Dark blue meant the Communications Corps; the "shade of green" was likely olive, for Security. Just the sort of party Willow would have sent to meet with aliens, if the ship’s Explorers had already been left behind on Troyen.
"What did the group want?" Festina asked.
"Revenge!" The English word came out calmly from the translation circuits, but I could hear a sort of shriek inside the robot. The real Fasskister had screamed the word in his native tongue. "The Gragguk claimed she was the last of her caste, and she wished to apologize for the trouble caused by Verity’s old regime. What she really wanted was to infect us with this!"

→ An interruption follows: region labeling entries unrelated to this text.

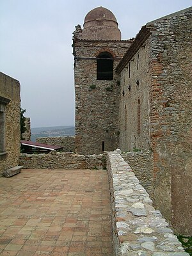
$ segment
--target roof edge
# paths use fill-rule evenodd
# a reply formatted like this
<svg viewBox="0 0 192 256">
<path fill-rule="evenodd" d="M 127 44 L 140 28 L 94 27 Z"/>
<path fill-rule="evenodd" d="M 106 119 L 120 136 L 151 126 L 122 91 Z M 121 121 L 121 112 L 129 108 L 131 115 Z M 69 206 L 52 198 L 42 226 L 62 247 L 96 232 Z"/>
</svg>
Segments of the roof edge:
<svg viewBox="0 0 192 256">
<path fill-rule="evenodd" d="M 118 74 L 120 74 L 120 72 L 124 68 L 132 56 L 137 52 L 140 46 L 142 45 L 150 35 L 151 31 L 149 28 L 143 26 L 141 28 L 134 40 L 128 49 L 127 52 L 117 65 L 116 71 Z"/>
<path fill-rule="evenodd" d="M 188 11 L 190 11 L 190 10 L 192 11 L 192 6 L 188 7 L 188 8 L 187 8 L 186 9 L 183 9 L 183 10 L 181 10 L 176 12 L 173 12 L 173 13 L 168 14 L 167 15 L 163 16 L 163 17 L 162 17 L 161 18 L 157 19 L 156 20 L 150 21 L 149 22 L 147 22 L 146 24 L 146 26 L 147 26 L 152 25 L 154 23 L 155 23 L 155 22 L 156 22 L 157 21 L 163 20 L 166 19 L 168 18 L 170 18 L 171 17 L 174 17 L 174 16 L 176 16 L 176 15 L 178 15 L 179 14 L 183 13 L 184 12 L 187 12 Z"/>
</svg>

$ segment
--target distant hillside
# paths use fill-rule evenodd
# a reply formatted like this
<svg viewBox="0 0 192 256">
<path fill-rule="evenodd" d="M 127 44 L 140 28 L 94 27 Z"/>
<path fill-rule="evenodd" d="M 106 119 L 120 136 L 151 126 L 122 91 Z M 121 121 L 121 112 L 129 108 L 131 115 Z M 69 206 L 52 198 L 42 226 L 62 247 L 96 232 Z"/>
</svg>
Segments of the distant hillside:
<svg viewBox="0 0 192 256">
<path fill-rule="evenodd" d="M 65 137 L 75 136 L 74 126 L 53 126 L 49 127 L 31 128 L 31 140 L 35 141 L 39 137 Z"/>
</svg>

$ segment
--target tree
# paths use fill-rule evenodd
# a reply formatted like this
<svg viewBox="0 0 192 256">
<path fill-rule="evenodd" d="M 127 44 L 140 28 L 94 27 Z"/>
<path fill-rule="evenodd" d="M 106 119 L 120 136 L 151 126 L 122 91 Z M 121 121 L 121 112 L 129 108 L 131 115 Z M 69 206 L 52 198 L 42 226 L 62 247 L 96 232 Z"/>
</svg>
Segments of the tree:
<svg viewBox="0 0 192 256">
<path fill-rule="evenodd" d="M 25 120 L 26 118 L 24 116 L 24 113 L 26 113 L 26 109 L 24 109 L 22 108 L 20 108 L 20 140 L 22 140 L 22 134 L 26 131 Z"/>
</svg>

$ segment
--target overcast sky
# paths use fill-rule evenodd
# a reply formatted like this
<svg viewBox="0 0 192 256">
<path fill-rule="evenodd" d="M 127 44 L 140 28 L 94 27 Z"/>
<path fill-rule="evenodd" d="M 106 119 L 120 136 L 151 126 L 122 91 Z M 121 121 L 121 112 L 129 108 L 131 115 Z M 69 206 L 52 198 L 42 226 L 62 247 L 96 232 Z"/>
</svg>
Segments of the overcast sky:
<svg viewBox="0 0 192 256">
<path fill-rule="evenodd" d="M 74 124 L 72 32 L 102 6 L 122 39 L 147 22 L 191 6 L 192 0 L 0 0 L 0 71 L 20 81 L 32 127 Z"/>
</svg>

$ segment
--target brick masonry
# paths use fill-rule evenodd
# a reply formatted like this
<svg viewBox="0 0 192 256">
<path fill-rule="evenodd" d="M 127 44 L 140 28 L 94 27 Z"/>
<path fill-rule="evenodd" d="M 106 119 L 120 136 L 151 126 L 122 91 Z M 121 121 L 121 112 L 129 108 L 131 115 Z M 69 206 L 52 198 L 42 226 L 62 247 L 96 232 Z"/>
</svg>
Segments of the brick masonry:
<svg viewBox="0 0 192 256">
<path fill-rule="evenodd" d="M 102 152 L 103 142 L 105 150 L 114 150 L 118 145 L 120 88 L 115 74 L 113 80 L 97 80 L 96 58 L 100 52 L 111 54 L 115 70 L 132 40 L 90 40 L 79 37 L 76 32 L 73 43 L 76 151 L 97 154 Z"/>
<path fill-rule="evenodd" d="M 188 236 L 192 234 L 191 15 L 189 8 L 147 23 L 116 68 L 120 148 L 152 150 L 155 205 L 176 232 Z"/>
</svg>

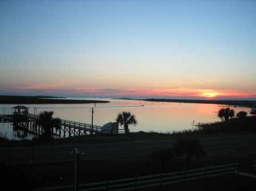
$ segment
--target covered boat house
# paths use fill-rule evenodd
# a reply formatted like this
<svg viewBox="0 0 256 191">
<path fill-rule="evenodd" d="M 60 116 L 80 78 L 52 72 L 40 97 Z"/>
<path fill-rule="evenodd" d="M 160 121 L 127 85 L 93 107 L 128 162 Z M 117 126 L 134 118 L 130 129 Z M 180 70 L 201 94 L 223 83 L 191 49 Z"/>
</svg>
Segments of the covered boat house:
<svg viewBox="0 0 256 191">
<path fill-rule="evenodd" d="M 28 108 L 23 105 L 17 105 L 14 107 L 13 109 L 14 109 L 13 112 L 14 115 L 16 114 L 27 114 L 28 113 Z"/>
</svg>

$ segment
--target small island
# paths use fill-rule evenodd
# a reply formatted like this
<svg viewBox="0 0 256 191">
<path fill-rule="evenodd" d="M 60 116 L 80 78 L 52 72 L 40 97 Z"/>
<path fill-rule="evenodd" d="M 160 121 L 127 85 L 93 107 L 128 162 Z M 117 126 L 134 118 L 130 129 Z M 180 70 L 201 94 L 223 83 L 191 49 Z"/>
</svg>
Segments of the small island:
<svg viewBox="0 0 256 191">
<path fill-rule="evenodd" d="M 1 104 L 90 104 L 109 103 L 109 101 L 68 100 L 55 96 L 24 96 L 0 95 Z"/>
</svg>

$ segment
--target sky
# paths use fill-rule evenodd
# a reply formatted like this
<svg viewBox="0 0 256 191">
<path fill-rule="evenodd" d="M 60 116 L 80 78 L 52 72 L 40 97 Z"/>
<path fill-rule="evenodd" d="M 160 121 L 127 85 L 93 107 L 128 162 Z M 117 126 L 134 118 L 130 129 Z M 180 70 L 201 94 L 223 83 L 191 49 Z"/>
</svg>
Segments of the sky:
<svg viewBox="0 0 256 191">
<path fill-rule="evenodd" d="M 0 1 L 0 95 L 256 100 L 256 1 Z"/>
</svg>

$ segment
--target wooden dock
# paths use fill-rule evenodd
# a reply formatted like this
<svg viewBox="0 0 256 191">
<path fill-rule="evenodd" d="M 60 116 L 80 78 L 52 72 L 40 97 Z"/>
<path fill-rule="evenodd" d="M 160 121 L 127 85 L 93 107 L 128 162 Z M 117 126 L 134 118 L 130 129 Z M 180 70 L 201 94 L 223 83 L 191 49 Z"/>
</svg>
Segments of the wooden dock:
<svg viewBox="0 0 256 191">
<path fill-rule="evenodd" d="M 30 133 L 37 135 L 42 135 L 44 130 L 35 122 L 39 118 L 39 115 L 31 113 L 19 114 L 23 119 L 21 121 L 15 122 L 15 128 L 20 126 L 20 129 Z M 0 115 L 0 118 L 2 122 L 14 122 L 13 116 Z M 56 138 L 66 138 L 77 135 L 92 134 L 96 133 L 112 133 L 110 130 L 102 130 L 102 126 L 92 125 L 79 122 L 69 120 L 61 120 L 60 128 L 52 129 L 52 135 Z M 108 131 L 108 133 L 106 133 Z M 118 129 L 118 133 L 124 133 L 124 130 Z"/>
</svg>

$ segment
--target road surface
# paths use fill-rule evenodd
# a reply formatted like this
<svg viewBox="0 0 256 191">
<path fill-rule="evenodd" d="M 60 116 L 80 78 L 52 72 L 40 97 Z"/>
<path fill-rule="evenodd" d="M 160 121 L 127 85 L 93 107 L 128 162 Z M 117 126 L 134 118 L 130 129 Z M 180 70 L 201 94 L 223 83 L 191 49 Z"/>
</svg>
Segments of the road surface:
<svg viewBox="0 0 256 191">
<path fill-rule="evenodd" d="M 77 146 L 80 160 L 149 156 L 154 148 L 171 146 L 175 140 L 141 141 Z M 256 135 L 200 139 L 206 150 L 256 146 Z M 20 163 L 57 162 L 74 159 L 75 146 L 0 148 L 0 161 Z"/>
</svg>

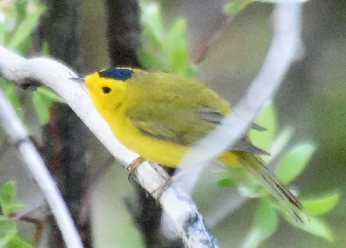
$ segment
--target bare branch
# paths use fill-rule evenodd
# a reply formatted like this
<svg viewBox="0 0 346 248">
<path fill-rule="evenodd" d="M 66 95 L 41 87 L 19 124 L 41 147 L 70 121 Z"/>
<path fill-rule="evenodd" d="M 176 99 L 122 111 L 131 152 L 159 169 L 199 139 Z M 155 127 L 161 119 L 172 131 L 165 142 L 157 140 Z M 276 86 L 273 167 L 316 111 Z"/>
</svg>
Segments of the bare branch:
<svg viewBox="0 0 346 248">
<path fill-rule="evenodd" d="M 76 75 L 66 67 L 47 58 L 27 60 L 0 46 L 0 72 L 2 76 L 20 86 L 27 85 L 28 81 L 36 81 L 55 90 L 125 168 L 127 169 L 128 165 L 137 157 L 137 154 L 116 139 L 108 125 L 95 109 L 86 90 L 69 79 Z M 154 165 L 147 162 L 142 163 L 135 173 L 136 180 L 154 199 L 159 200 L 162 209 L 172 220 L 185 245 L 191 248 L 219 247 L 217 241 L 205 226 L 194 203 L 183 191 L 177 187 L 170 187 L 159 199 L 159 192 L 152 193 L 169 177 L 162 167 Z M 44 186 L 41 183 L 39 185 L 40 187 Z M 48 197 L 51 193 L 45 191 L 45 197 Z M 51 204 L 53 203 L 49 204 L 52 207 Z M 63 233 L 64 236 L 69 234 Z"/>
<path fill-rule="evenodd" d="M 249 128 L 265 102 L 273 97 L 301 48 L 302 3 L 276 5 L 274 34 L 258 75 L 243 98 L 208 137 L 199 141 L 181 162 L 181 167 L 201 165 L 231 146 Z"/>
<path fill-rule="evenodd" d="M 9 101 L 0 89 L 0 121 L 9 141 L 15 146 L 52 210 L 66 246 L 82 248 L 83 245 L 67 207 L 42 158 L 29 139 L 25 129 Z"/>
</svg>

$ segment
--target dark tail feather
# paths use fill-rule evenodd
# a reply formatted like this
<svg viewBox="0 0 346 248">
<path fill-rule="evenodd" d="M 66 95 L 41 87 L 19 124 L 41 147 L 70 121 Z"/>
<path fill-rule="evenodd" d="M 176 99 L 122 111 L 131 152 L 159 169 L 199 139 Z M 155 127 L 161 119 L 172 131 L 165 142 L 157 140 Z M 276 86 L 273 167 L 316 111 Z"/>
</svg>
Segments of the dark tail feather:
<svg viewBox="0 0 346 248">
<path fill-rule="evenodd" d="M 256 177 L 297 221 L 303 224 L 304 221 L 297 210 L 301 213 L 305 210 L 299 200 L 269 171 L 260 158 L 246 153 L 239 154 L 243 166 Z"/>
</svg>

He spread all his arms at once, waving toward the moss surrounding us. "It appeared as soon as the Gragguk left. Her blatant attempt to destroy us."
Probably true: your average queen is more keen on smiting her enemies than apologizing to them. If that Queen Temperance was leaving the Troyen system and thought she might never come back, she could have given Willow some story about wanting to make peace with the Fasskisters; then she’d dumped some Balrog spores on the ground when neither humans nor Fasskisters were watching.
"Where do you think the queen got the spores?" I whispered to Festina.
"From Kaisho herself," Festina answered. "Our beloved companion stepped on the Balrog twenty-five years ago, before the war started. When human doctors couldn’t help her, the navy brought in a Mandasar team — the best medical experts available. They took spore samples back home with them, so they could research ways of separating the Balrog from its host… not that they ever came up with any answers. The samples must have stayed in some test tube on Troyen, till the queen from Willow got her claws on them."
"If she only planted the spores twenty-four days ago," I said, "the stuff grew pretty fast."
"Like lightning," the Fasskister told me. He began to walk toward one of the crystal huts. Grudgingly, the Balrog slipped out of his path; Festina and I followed along behind.